С трудом подавив желание кивнуть призрачной девушке, как старой знакомой, Митя шагнул за Урусовым. Небрежно составленный у ворот штабель щетинящихся ржавыми гвоздями деревянных ящиков с едва слышным скрипом качнулся и принялся медленно крениться, намереваясь обрушиться Мите на голову. Митя стремительно проскочил мимо. Груда ящиков замерла и застыла в хлипком равновесии. Будто передумала падать.
Насколько щегольским был передний фасад «Дома модъ», настолько задняя его сторона оказалась запущенной и неухоженной. Урусов с явным усилием потянул на себя облупившуюся дверь. Пронзительно, до зуда в зубах, заскрипели несмазанные петли, под облезлой краской тускло блеснул металл. Митя придержал дверь, с удивлением разглядывая сложный германский замок, и обернулся, новым взглядом оценивая захламленный двор. А ведь если ночью идти, в темноте, до этой двери почти невозможно добраться не покалечившись, и уж вовсе невозможно – не наделав шуму.
На крыше нужника невидимый для остальных призрак приветливо помахал ему зонтиком, Митя хмыкнул и нырнул в сумрак коридора. Дверь за ним с душераздирающим скрипом захлопнулась, и в коридоре воцарилась почти полная темнота. Темнота пахла. Знакомыми ароматами ателье – шерсть, раскаленный утюг и мел, – сквозь которые тянуло приглушенными, но все же ощутимыми запахами старой, лежалой одежды и пота.
Митя моргнул, в очередной раз поблагодарив особенность своего зрения. Если бы не умение видеть в темноте, он бы непременно врезался в составленные у стены стулья или груду ветоши на себя завалил! В отличие от ящиков с торчащими гвоздями – не смертельно, но весьма… неловко. И неприятно.
– Кто там ходит? Кто бы ни ходил – ходите сюда или ходите отсюда, а не стойте там столбами!
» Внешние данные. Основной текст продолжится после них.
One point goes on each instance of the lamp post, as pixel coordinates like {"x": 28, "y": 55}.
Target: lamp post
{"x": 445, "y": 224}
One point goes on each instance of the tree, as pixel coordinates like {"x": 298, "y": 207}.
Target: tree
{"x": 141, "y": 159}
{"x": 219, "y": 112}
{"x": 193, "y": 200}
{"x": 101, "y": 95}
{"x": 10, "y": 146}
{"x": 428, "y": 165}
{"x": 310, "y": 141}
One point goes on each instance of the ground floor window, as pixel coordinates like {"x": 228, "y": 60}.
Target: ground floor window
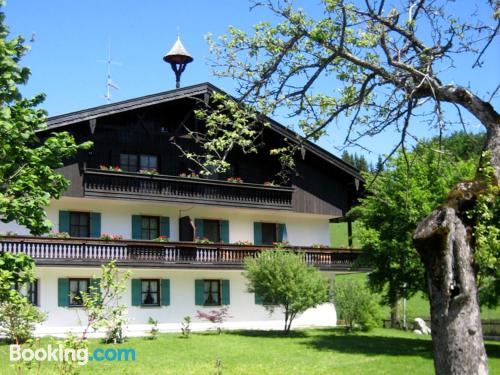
{"x": 150, "y": 292}
{"x": 76, "y": 289}
{"x": 269, "y": 233}
{"x": 211, "y": 293}
{"x": 30, "y": 291}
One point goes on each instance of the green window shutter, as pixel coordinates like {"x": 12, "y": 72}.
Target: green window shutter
{"x": 95, "y": 224}
{"x": 96, "y": 283}
{"x": 64, "y": 221}
{"x": 282, "y": 235}
{"x": 165, "y": 226}
{"x": 136, "y": 292}
{"x": 258, "y": 299}
{"x": 198, "y": 224}
{"x": 257, "y": 233}
{"x": 62, "y": 292}
{"x": 198, "y": 292}
{"x": 224, "y": 231}
{"x": 136, "y": 227}
{"x": 225, "y": 292}
{"x": 165, "y": 292}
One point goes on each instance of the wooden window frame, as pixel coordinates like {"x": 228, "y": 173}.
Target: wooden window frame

– Это мы, Исакыч! – возвысил голос Урусов.
– Мы? – хмыкнули в ответ. – Ой вэй, как же много вы про себя сказали, уважаемые «мы»! Прям даже неловко спрашивать – а вы, собственно, какие такие «мы» будете? Мы, Александр Третий, кровью Даждьбожей император?
– Господин Альшванг, не забывайтесь! – Голос Урусова стал предельно строгим.
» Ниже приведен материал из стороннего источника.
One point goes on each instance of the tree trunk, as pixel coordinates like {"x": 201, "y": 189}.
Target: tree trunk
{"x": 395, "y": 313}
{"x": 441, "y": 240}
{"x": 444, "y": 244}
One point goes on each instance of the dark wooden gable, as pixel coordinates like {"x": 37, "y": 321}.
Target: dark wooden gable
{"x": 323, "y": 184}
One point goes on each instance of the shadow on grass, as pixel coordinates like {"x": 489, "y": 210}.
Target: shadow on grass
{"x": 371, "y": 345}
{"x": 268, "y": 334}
– Ах вот это какие «мы»! – возрадовались в темноте. – Его благородие полицейский княжич.
В темноте коридора снова заскрипели петли, и отворившаяся на другом конце коридора дверь впустила внутрь немного дневного света. Урусов уверенно направился туда.
За дверью оказалась портновская мастерская с безголовым манекеном на железной ноге и заваленным обрезками тканей столом. На дорогие ателье на Невском, к которым привык Митя, и даже на претендующий на венский шик «Домъ модъ» она не походила совершенно. Здесь обретался самый что ни на есть дешевый портной, из тех, кому и шить-то редко приходится – все больше перешивать. Подаренное дородной барыней платье обуживать для тощей горничной, поношенные юбки выворачивать уцелевшей изнанкой наружу, перелицовывать гимназическую форму старших братьев для младших, дедовские штаны – для внуков, удлинять подолы платьев подросшим барышням и надставлять рукава сюртуков вытянувшимся за лето сынкам небогатых семейств. А еще – перешивать для желающих выглядеть «по-барски» приказчиков украденные гостиничными ворами жилеты и сорочки постояльцев.
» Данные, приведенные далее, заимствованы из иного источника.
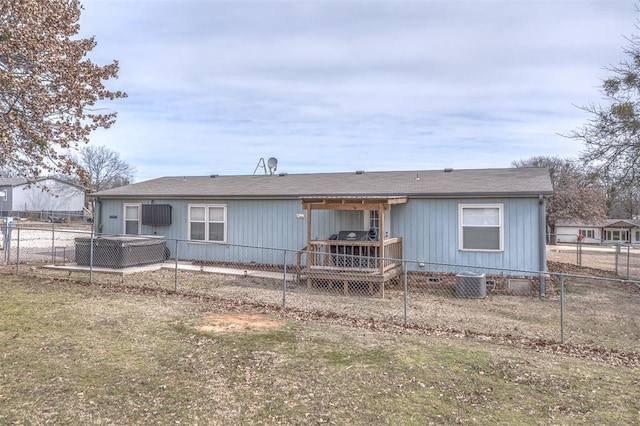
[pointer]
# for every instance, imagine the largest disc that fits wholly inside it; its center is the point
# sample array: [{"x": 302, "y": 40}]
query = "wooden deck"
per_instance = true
[{"x": 352, "y": 264}]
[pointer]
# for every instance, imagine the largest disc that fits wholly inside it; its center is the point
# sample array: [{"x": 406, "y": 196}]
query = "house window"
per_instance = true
[
  {"x": 132, "y": 219},
  {"x": 617, "y": 236},
  {"x": 208, "y": 223},
  {"x": 373, "y": 221},
  {"x": 481, "y": 227},
  {"x": 587, "y": 233}
]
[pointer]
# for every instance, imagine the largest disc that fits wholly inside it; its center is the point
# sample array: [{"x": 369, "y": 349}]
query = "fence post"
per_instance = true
[
  {"x": 175, "y": 284},
  {"x": 628, "y": 258},
  {"x": 404, "y": 279},
  {"x": 561, "y": 309},
  {"x": 284, "y": 280},
  {"x": 18, "y": 252},
  {"x": 53, "y": 242},
  {"x": 579, "y": 253},
  {"x": 91, "y": 242}
]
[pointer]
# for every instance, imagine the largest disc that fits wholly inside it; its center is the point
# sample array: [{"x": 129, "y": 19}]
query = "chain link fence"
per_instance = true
[
  {"x": 623, "y": 259},
  {"x": 597, "y": 310}
]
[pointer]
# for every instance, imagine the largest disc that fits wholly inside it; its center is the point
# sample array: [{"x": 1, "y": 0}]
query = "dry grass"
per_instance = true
[
  {"x": 596, "y": 313},
  {"x": 78, "y": 354}
]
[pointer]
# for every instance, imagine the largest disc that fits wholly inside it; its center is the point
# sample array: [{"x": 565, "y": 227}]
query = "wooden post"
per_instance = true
[{"x": 382, "y": 253}]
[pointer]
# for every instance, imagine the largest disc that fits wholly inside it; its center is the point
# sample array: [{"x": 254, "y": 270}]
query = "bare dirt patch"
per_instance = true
[{"x": 238, "y": 323}]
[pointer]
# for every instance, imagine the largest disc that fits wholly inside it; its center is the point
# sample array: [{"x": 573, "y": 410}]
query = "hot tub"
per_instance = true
[{"x": 121, "y": 251}]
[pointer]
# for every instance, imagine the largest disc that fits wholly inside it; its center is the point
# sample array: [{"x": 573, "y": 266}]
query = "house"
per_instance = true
[
  {"x": 489, "y": 219},
  {"x": 608, "y": 231},
  {"x": 61, "y": 200}
]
– …Разом с его высокоблагородием полицейским сынком! – раздался уже знакомый ехидный голос. – Тем самым, который у нас в нужнике труп сыскал!
На узкой колченогой кушетке под окном, кренделем свернув ноги, восседал типичный еврей-портной. Настолько еврей и настолько портной, что казался не живым человеком, а, скорее, персонажем из новомодной пьески. Черная потертая жилетка была напялена поверх застиранной до серости рубахи, а босые и изрядно грязные ступни торчали из обвислых штанин. Длинная и острая, как мокрый хвост дворняги, борода была воинственно задрана, сдвинутые на нос очки грозно поблескивали, а серые выцветшие глаза смотрели с морщинистого лица настороженно и неожиданно жестко.
«Такими глазами в прицел хорошо глядеть!» – мелькнуло в голове у Мити.
– Здравствуйте, Яков Исакыч! – не обращая внимания на издевательские титулования, поздоровался Урусов. На губах его играла улыбка.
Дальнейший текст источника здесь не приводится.